Tachyum Tries for Hyperscale Servers

October 25, 2018

Author: David Kanter

Tachyum is developing a 64-core server processor in 7nm technology for hyperscale data centers, targeting tapeout late next year. The design implements a VLIW instruction set with custom vector and matrix-multiplication instructions as well as a custom fabric.

The Prodigy core is a four-bundle eight-wide design with a short 9-stage integer pipeline and 14-stage floating-point pipeline. It packs four integer units, two vector multiply-accumulate units that are 512 bits wide, a vector permute unit, and three load/store pipelines. It can sustain 192 bytes per clock from the 16KB L1 data cache, which is backed by a 512KB L2 cache. Using 8x8 and 4x4 matrix-multiplication instructions, the core can deliver 1,024 and 512 operations per clock, respectively, for machine learning and HPC.
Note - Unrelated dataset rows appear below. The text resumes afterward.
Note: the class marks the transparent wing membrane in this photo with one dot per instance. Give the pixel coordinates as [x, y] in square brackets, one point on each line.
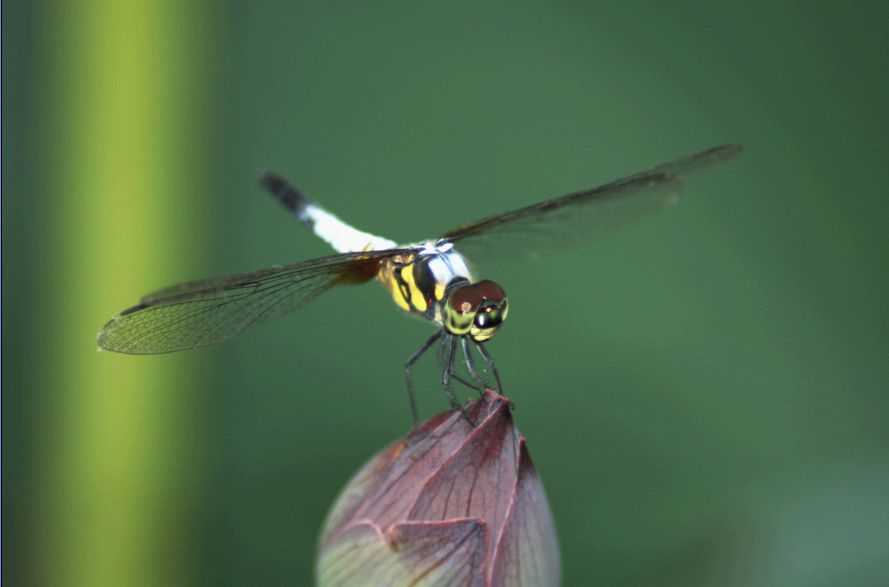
[205, 312]
[582, 216]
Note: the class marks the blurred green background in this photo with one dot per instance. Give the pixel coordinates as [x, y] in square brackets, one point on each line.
[705, 395]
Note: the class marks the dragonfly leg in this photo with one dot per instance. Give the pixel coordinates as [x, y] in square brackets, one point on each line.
[446, 379]
[489, 361]
[407, 372]
[470, 365]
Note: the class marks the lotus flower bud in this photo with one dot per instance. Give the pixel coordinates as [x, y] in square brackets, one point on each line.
[452, 504]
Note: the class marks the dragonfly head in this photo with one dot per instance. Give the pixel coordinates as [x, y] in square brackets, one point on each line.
[476, 310]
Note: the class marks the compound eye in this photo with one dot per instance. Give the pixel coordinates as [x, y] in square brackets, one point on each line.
[489, 315]
[465, 300]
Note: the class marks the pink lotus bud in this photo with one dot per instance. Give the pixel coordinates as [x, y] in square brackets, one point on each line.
[452, 504]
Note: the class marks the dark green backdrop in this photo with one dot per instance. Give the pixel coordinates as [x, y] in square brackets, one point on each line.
[705, 395]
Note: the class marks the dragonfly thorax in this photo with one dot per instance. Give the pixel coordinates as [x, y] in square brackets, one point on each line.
[476, 310]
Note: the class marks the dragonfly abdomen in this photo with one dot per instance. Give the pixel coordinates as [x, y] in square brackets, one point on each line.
[338, 234]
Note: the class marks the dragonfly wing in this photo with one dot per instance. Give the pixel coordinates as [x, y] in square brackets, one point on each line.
[205, 312]
[582, 216]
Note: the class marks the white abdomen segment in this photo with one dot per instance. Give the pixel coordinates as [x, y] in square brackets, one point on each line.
[342, 237]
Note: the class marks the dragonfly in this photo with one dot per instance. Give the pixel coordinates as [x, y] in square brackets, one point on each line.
[430, 279]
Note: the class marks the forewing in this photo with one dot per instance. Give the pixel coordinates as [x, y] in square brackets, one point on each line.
[205, 312]
[582, 216]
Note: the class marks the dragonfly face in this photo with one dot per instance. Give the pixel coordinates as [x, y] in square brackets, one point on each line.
[430, 279]
[476, 310]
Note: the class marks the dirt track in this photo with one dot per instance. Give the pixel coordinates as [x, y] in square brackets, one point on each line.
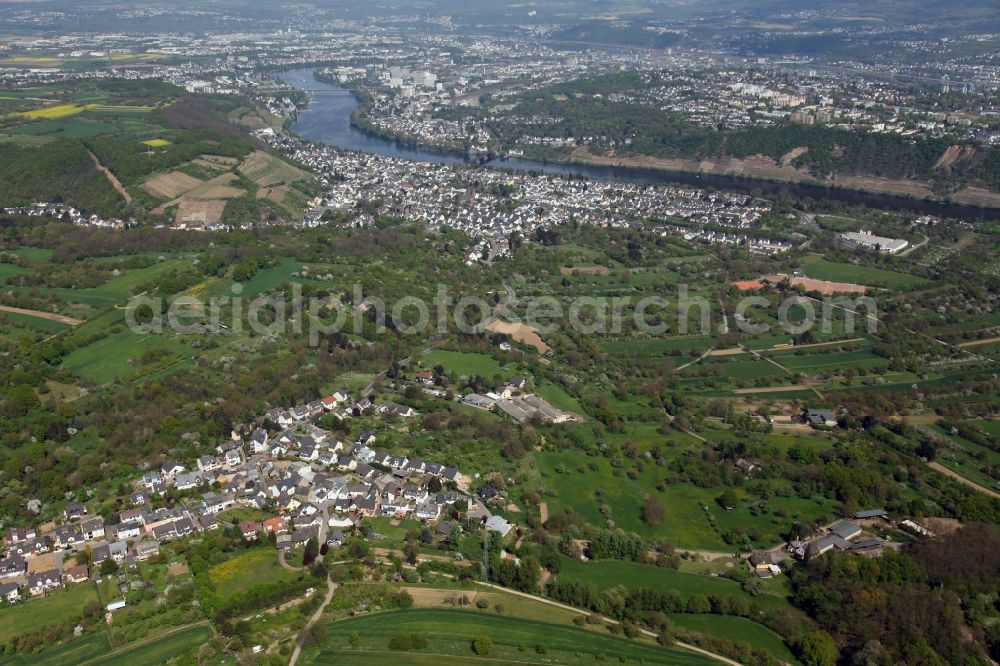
[42, 315]
[115, 183]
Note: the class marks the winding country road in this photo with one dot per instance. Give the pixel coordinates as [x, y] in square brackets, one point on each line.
[331, 587]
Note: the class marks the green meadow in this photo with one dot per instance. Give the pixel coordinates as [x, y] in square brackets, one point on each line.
[819, 268]
[450, 633]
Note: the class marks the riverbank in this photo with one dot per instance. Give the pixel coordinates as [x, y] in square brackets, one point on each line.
[328, 119]
[765, 168]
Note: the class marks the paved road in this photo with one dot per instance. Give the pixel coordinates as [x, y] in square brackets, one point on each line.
[331, 587]
[915, 247]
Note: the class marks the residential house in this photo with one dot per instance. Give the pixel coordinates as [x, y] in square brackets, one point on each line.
[188, 481]
[498, 524]
[845, 529]
[249, 529]
[428, 511]
[145, 550]
[44, 581]
[92, 528]
[77, 574]
[234, 458]
[209, 463]
[275, 525]
[20, 535]
[10, 592]
[150, 480]
[74, 511]
[127, 530]
[821, 418]
[67, 536]
[13, 566]
[517, 382]
[171, 469]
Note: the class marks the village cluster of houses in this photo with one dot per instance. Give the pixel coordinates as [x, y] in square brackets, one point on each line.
[63, 212]
[317, 486]
[843, 535]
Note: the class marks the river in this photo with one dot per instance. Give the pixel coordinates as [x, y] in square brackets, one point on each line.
[327, 119]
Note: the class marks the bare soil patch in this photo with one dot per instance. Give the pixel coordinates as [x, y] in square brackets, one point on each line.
[194, 213]
[170, 185]
[51, 316]
[521, 333]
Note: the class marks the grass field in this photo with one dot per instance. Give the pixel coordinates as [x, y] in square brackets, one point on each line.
[465, 363]
[267, 170]
[75, 652]
[59, 607]
[257, 566]
[117, 356]
[611, 573]
[40, 323]
[157, 651]
[736, 629]
[9, 271]
[657, 346]
[819, 268]
[269, 278]
[56, 112]
[450, 632]
[583, 484]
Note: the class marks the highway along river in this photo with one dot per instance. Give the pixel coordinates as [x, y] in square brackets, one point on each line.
[327, 119]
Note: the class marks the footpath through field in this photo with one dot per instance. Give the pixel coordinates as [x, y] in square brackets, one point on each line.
[645, 632]
[331, 587]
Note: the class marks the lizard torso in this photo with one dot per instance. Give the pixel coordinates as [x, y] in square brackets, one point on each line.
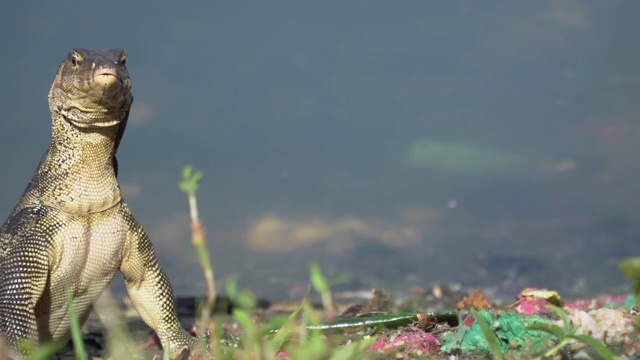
[71, 228]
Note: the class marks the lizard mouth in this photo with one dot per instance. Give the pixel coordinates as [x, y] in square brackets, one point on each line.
[105, 76]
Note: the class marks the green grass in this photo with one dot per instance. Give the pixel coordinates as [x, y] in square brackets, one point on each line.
[567, 333]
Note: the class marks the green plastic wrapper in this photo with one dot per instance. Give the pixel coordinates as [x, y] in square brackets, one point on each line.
[509, 327]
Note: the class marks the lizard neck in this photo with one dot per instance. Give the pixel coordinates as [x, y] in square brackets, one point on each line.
[76, 174]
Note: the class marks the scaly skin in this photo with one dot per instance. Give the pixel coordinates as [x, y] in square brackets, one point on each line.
[71, 226]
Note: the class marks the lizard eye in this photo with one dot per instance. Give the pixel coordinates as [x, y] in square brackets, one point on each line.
[75, 60]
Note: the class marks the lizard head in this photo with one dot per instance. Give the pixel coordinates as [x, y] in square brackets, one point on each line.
[92, 88]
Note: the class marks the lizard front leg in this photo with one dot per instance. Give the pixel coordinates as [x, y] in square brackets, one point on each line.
[23, 278]
[151, 292]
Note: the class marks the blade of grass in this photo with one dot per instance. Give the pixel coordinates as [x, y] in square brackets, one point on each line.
[76, 333]
[596, 345]
[552, 329]
[489, 335]
[569, 329]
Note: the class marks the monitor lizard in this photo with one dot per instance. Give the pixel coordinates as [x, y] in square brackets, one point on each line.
[71, 228]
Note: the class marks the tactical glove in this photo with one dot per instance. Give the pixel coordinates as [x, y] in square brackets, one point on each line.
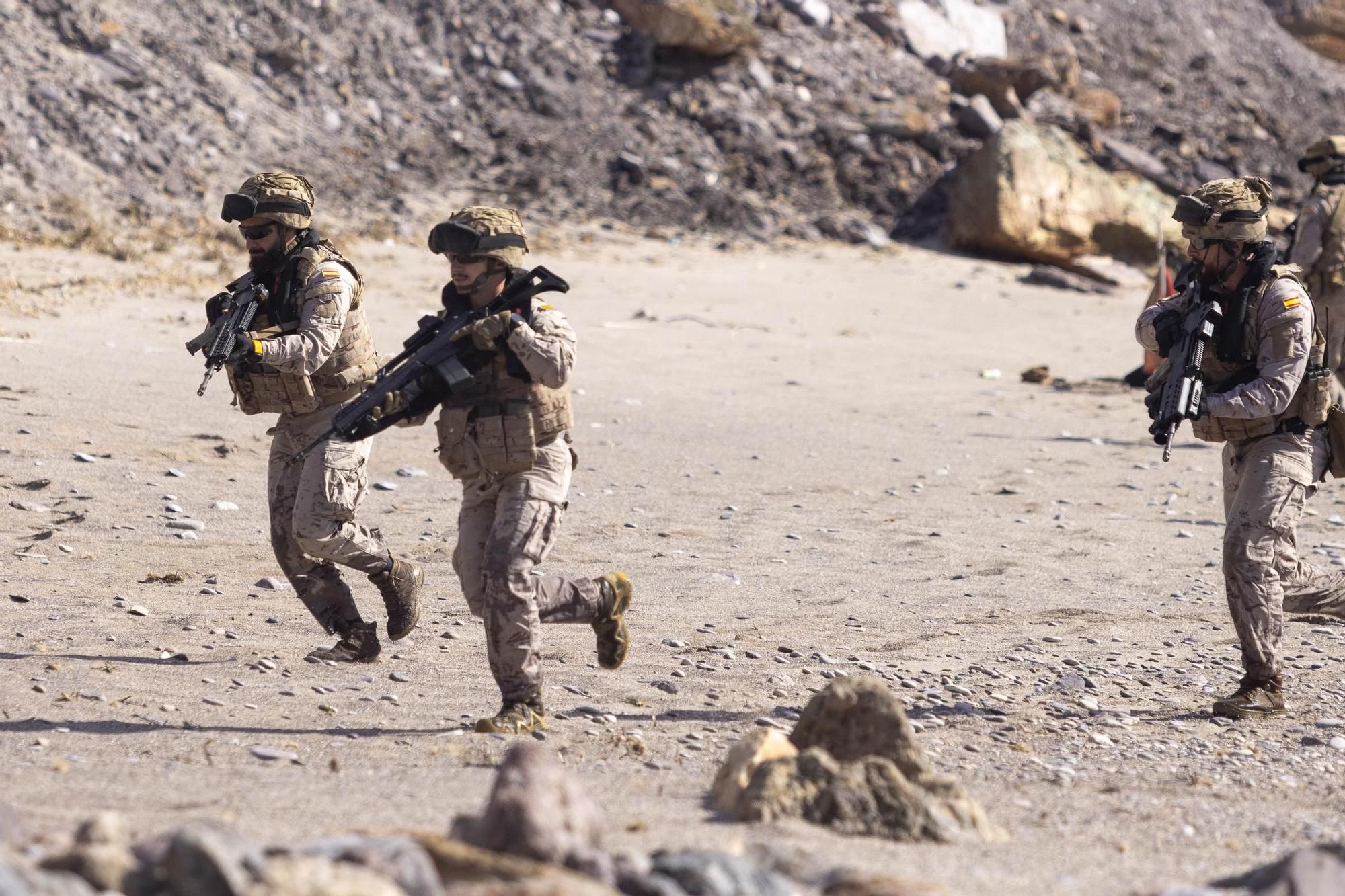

Although the pipeline is largely in order, the microarchitecture has some limited reordering capabilities around load misses; Tachyum claims they’ll provide some benefits of out-of-order execution. The startup claims Prodigy should be more efficient than out-of-order designs while delivering similar or better performance.

The Tachyum server processor comprises a mesh fabric that connects 64 compute tiles, including a Prodigy core and 512KB of configurable L3 cache. The L3 operates as either a private victim cache for better locality or up to a 32MB slice of distributed shared L3 cache. For external memory, the processor has eight DDR4/5 channels. The 72 multimode-serdes lanes are typically configured as 64 PCIe 5.0 lanes and two 400G Ethernet links.

Tachyum claims the power-efficient Prodigy core and a simple mesh fabric will reach 4.0GHz in 7nm at 0.825V for a total chip power of 180W, even when the vector units are active. Given that the chip has yet to tape out and has specifications similar to those of other processors, these claims may prove optimistic.